Yes, just think of it: consumerism amounts mainly to folks making a try at acquiring, fair and square, all sorts of useful and enjoyable goods and services now available to millions of us. In the past comparable stuff was only available to a select few and they didn’t come by it honestly but mostly by plunder and conquest. We today go shopping, after we have earned some coins in the market place doing work that other people freely chose to purchase from us.

Honest trade is a central feature of consumerism and this is what the Pope finds so abhorrent. Would he rather have us return to an era when only the leaders of Church and assorted monarchs were in the position to obtain such merchandise, mostly by intimidation and extortion—such as selling forgiveness to gullible well to do folks who went along with the deal through ignorance and fear rather than free judgment and by threatening subjects within the realm, respectively?

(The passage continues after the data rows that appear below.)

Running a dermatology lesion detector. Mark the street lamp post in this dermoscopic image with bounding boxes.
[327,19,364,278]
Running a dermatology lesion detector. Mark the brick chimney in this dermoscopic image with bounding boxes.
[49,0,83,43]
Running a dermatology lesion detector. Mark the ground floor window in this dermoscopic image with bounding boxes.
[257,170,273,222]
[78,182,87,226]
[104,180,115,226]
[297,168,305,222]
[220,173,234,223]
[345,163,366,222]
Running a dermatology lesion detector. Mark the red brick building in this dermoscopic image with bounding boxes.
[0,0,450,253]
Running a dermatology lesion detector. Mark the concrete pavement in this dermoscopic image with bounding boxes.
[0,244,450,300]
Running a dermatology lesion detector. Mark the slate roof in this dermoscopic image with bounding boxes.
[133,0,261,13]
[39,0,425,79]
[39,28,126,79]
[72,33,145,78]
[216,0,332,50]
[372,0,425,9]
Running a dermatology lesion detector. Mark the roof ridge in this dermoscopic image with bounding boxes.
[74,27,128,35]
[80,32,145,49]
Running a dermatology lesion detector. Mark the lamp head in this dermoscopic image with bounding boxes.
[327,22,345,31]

Furthermore is it not curious that the Pope’s pronouncements seem to escape the scrutiny of the chattering classes? Perhaps not, since the bulk of them also lament it endlessly that ordinary human beings would rather go shopping than sacrifice themselves for various more or less dubious objectives like taking precaution with the environment (whatever that grab bag idea really is supposed to mean). Although many of these intellectuals are doubtful about religion, they do share with the myriad of churches a disdain for the popular pursuit of earthly joys.

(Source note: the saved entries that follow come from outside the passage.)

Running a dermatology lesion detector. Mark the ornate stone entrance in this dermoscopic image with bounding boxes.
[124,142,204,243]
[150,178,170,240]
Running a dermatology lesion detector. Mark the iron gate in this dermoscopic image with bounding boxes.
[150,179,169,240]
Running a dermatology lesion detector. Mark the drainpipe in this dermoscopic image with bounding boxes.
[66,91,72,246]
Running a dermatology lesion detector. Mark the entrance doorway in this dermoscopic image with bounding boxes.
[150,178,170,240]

So no wonder that the Pope condemns popular culture and consumerism—they are in competition with him in the effort to gain people’s devotion and loyalty. Trouble is what the Pope claims to offer is something quite elusive and mysterious, whereas what we find in the market place, at the mall for example, has the advantage of bringing us concrete, clearly understandable satisfaction. No wonder we are implored to feel guilt for wanting it in our lives!

Maybe I am just harboring resentments against the Catholics for having made my childhood and adolescence so full of misery—guilt, shame, self-denial, self-loathing, and so forth. Probably I just wish to warn people off of falling for the ruse I went along with for a couple of decades of my early life.